This repository contains Python code and iPython notebooks used to run the experiments in Improving the Adversarial Robustness and Interpretability of Deep Neural Networks by Regularizing their Input Gradients.

SVHN iterated tgsm gif

Main Idea

If you add an imperceptibly small amount of carefully crafted noise to an image which a neural network classifies correctly, you can usually cause it to make an incorrect prediction. This type of noise addition is called "adversarial perturbation," and the perturbed images are called adversarial examples. Unfortunately, it turns out that it's pretty easy to generate adversarial examples which (1) fool almost any model trained on the same dataset, and (2) continue to fool models even when printed out or viewed at different perspectives and scales. As neural networks start being used for things like face recognition and self-driving cars, this vulnerability poses an increasingly pressing problem.

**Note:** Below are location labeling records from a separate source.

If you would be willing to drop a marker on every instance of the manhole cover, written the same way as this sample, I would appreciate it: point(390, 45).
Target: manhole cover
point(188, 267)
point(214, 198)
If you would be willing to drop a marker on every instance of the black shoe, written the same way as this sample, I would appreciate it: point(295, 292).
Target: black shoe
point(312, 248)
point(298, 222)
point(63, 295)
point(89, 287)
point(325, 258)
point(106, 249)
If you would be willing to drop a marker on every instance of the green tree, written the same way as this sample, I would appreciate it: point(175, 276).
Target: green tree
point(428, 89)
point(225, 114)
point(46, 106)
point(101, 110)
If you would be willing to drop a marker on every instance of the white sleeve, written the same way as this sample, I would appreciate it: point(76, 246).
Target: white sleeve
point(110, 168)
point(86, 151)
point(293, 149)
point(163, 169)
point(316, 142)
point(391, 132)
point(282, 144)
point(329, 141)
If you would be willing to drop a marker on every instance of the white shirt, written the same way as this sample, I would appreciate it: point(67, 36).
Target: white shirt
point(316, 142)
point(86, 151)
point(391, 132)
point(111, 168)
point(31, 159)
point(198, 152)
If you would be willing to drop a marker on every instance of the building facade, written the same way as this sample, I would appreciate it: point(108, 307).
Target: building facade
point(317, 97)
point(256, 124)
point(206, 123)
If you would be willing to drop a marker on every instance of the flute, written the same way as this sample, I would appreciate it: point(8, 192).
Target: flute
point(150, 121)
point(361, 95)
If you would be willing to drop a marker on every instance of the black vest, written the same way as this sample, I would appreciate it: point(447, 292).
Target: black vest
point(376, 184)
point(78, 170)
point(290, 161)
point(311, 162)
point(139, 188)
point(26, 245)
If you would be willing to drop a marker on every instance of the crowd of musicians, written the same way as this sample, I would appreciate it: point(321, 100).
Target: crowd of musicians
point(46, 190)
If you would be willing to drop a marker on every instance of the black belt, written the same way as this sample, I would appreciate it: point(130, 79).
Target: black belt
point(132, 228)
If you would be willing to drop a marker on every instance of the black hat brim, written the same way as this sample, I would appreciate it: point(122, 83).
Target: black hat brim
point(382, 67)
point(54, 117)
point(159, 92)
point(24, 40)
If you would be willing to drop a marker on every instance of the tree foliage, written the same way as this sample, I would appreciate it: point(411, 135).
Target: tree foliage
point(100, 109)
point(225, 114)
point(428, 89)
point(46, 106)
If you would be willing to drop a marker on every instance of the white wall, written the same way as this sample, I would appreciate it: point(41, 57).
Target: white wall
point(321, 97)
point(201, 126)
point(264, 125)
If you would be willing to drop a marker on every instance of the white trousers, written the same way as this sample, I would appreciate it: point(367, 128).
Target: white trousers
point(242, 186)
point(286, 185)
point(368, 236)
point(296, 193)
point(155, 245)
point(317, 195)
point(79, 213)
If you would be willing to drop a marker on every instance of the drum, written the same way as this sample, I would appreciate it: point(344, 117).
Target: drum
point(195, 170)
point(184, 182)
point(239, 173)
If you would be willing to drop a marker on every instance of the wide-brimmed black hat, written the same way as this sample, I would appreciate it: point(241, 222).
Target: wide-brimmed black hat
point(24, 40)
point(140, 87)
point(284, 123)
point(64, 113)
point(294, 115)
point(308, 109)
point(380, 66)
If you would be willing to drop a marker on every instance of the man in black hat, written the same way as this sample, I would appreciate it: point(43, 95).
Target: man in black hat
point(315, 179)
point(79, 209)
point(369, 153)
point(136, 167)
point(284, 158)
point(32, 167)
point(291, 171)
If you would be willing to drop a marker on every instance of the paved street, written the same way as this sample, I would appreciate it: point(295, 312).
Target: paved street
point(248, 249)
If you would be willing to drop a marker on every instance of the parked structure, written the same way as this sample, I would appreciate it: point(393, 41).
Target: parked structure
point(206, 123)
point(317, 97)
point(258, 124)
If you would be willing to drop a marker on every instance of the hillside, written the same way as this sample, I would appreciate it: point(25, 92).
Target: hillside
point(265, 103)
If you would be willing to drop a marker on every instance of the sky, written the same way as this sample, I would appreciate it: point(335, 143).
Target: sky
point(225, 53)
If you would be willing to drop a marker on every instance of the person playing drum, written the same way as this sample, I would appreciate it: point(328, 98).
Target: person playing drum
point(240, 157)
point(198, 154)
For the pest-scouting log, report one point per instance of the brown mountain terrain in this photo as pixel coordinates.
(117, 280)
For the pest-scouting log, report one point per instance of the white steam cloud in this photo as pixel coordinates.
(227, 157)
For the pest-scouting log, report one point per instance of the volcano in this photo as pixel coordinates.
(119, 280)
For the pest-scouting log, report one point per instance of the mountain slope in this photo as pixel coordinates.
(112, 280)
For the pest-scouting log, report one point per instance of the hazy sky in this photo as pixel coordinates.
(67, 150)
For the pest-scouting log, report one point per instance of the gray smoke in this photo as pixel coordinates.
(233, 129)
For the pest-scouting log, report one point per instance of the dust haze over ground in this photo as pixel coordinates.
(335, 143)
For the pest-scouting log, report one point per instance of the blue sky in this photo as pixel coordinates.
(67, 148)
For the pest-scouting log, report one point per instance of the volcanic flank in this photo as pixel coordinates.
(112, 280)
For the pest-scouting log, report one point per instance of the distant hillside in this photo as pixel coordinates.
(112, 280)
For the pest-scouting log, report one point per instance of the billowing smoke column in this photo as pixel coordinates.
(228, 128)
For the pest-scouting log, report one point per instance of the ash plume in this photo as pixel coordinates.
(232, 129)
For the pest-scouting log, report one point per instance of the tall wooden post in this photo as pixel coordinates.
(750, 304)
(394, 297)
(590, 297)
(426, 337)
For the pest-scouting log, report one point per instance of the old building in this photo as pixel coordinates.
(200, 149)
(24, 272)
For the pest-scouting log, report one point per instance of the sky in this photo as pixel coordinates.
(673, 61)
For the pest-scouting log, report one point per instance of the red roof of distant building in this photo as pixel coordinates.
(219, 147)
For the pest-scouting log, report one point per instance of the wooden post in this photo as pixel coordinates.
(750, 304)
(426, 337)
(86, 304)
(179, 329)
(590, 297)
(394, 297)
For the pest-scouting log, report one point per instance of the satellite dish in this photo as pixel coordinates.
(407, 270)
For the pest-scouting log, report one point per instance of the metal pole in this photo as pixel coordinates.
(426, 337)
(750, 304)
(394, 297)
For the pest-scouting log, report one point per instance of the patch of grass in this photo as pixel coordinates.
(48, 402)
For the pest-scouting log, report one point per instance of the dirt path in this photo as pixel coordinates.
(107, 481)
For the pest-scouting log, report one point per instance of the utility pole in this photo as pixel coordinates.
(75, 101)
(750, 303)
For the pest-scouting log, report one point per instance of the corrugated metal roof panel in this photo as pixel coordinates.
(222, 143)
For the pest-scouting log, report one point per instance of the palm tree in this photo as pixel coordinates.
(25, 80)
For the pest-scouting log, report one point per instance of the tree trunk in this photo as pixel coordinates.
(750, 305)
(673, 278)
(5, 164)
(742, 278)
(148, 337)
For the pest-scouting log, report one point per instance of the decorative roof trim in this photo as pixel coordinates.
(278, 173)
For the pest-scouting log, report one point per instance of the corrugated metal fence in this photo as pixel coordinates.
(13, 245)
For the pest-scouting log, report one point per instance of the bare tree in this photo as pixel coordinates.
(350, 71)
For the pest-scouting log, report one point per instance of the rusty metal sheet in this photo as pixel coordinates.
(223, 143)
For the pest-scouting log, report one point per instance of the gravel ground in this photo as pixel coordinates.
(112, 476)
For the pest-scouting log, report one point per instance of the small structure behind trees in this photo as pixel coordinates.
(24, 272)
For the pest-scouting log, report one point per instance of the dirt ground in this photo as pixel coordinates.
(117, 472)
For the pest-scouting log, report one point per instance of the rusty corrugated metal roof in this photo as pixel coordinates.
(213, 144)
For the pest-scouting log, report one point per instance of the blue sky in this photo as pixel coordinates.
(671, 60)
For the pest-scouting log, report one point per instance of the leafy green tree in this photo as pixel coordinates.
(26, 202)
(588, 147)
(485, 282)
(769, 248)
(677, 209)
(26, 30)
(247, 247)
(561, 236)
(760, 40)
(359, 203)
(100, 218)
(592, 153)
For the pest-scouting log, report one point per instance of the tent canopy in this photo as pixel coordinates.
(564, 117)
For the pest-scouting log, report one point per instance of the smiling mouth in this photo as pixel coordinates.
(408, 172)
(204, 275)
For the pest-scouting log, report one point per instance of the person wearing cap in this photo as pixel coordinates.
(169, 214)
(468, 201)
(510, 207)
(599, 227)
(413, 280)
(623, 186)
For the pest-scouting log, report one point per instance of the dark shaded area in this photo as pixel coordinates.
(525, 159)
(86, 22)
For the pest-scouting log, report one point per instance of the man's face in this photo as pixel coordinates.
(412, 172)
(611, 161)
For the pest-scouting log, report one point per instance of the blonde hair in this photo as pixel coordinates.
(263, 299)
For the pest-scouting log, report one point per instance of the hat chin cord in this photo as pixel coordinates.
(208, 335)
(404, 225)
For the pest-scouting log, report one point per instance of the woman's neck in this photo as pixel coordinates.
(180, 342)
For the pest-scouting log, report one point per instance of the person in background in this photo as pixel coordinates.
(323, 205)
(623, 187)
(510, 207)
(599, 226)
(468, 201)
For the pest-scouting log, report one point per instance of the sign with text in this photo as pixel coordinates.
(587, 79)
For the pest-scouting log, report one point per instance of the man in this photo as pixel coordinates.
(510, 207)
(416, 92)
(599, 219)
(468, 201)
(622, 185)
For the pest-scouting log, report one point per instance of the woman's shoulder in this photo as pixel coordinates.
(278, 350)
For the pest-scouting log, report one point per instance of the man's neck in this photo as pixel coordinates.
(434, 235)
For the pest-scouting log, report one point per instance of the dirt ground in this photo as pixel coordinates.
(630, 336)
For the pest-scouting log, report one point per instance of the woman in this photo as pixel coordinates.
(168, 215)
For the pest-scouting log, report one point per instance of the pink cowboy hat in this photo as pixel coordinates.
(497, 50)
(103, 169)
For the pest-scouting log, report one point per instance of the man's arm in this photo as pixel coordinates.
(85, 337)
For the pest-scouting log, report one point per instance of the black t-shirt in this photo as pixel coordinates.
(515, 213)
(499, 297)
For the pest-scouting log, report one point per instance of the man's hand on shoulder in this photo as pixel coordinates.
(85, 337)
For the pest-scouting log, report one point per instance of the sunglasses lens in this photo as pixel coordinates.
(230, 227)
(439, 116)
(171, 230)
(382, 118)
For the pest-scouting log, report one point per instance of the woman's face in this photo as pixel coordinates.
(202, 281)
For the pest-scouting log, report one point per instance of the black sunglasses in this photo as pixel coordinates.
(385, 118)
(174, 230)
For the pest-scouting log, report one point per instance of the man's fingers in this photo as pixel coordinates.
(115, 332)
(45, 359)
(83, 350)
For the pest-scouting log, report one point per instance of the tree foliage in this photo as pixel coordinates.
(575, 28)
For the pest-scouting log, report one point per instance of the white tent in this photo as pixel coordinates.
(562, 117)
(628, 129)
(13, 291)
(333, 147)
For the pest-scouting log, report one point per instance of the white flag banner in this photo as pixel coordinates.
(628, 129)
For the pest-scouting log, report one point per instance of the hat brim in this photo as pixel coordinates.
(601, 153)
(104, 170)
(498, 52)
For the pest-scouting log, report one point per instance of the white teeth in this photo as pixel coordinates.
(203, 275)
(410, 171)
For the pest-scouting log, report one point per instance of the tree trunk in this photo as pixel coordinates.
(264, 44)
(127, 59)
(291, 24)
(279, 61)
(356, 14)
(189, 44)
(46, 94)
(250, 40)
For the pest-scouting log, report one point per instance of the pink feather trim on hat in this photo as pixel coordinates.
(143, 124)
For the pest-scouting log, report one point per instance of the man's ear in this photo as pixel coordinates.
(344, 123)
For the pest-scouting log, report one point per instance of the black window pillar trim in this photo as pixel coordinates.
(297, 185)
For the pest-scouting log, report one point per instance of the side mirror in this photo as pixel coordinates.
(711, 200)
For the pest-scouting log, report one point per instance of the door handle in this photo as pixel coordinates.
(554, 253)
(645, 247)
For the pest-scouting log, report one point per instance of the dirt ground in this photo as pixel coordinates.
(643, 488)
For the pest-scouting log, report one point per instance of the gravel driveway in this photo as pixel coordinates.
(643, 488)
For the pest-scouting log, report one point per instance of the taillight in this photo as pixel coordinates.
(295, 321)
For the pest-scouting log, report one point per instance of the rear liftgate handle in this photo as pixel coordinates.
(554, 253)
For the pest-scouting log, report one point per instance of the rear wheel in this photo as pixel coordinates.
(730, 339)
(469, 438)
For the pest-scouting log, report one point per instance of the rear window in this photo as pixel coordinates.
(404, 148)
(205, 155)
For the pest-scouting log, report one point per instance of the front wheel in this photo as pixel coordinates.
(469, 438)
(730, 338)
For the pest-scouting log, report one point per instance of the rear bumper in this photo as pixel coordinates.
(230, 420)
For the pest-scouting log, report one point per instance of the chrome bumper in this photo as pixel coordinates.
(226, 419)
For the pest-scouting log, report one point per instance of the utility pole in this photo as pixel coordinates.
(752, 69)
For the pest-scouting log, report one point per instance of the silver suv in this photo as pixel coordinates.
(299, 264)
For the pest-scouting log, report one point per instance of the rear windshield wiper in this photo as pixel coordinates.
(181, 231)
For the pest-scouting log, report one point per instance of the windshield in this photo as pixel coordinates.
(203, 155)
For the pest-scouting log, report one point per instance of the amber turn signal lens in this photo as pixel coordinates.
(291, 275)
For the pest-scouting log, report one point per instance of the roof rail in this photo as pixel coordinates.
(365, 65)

In this repository, we try to tackle this problem directly, by training neural networks with a type of regularization that penalizes how sensitive their predictions are to infinitesimal changes in their inputs. This type of regularization moves examples further away from the decision boundary in input-space, and has the side-effect of making gradient-based explanations of the model -- as well as the adversarial perturbations themselves -- more human-interpretable. Check out the experiments below or the paper for more details!

Repository Structure

  • notebooks/ contains iPython notebooks replicating the main experiments from the paper:
    • MNIST compares robustness to two adversarial attack methods (the FGSM and TGSM) when CNNs are trained on the MNIST dataset with with various forms of regularization: defensive distillation, adversarial training, and two forms of input gradient regularization. This is a good one to look at first, since it's got both the results and some textual explanation of what's going on.
    • notMNIST does the same accuracy comparisons, but for the notMNIST dataset. We omit the textual explanations since it would be redundant with what's in the MNIST notebook.
    • SVHN does the same for the Street View House Numbers dataset.
  • scripts/ contains code used to train models and generate / animate adversarial examples.
  • cached/ contains data files with trained model parameters and adversarial examples. The actual data is gitignored, but you can download it (see instructions below).
  • adversarial_robustness/ contains code modeling Python code for representing neural networks, datasets, and training / explanation / visualization / adversarial perturbation. Some of the code is strongly influenced by cleverhans and tensorflow-adversarial, but we've modified everything to be more object-oriented.

Replication

To immediately run the notebooks using models and adversarial examples used to generate figures in the paper, you can download this zipped directory, which should replace the cached/ subdirectory of this folder.

To fully replicate all experiments, you can use the files in the scripts directory to retrain models and regenerate adversarial examples.

This code was tested with Python 3.5 and Tensorflow >= 1.2.1. Most files should also work with Python 2.7, but training may not work with earlier versions of Tensorflow, which lack second-derivative support for many CNN operations.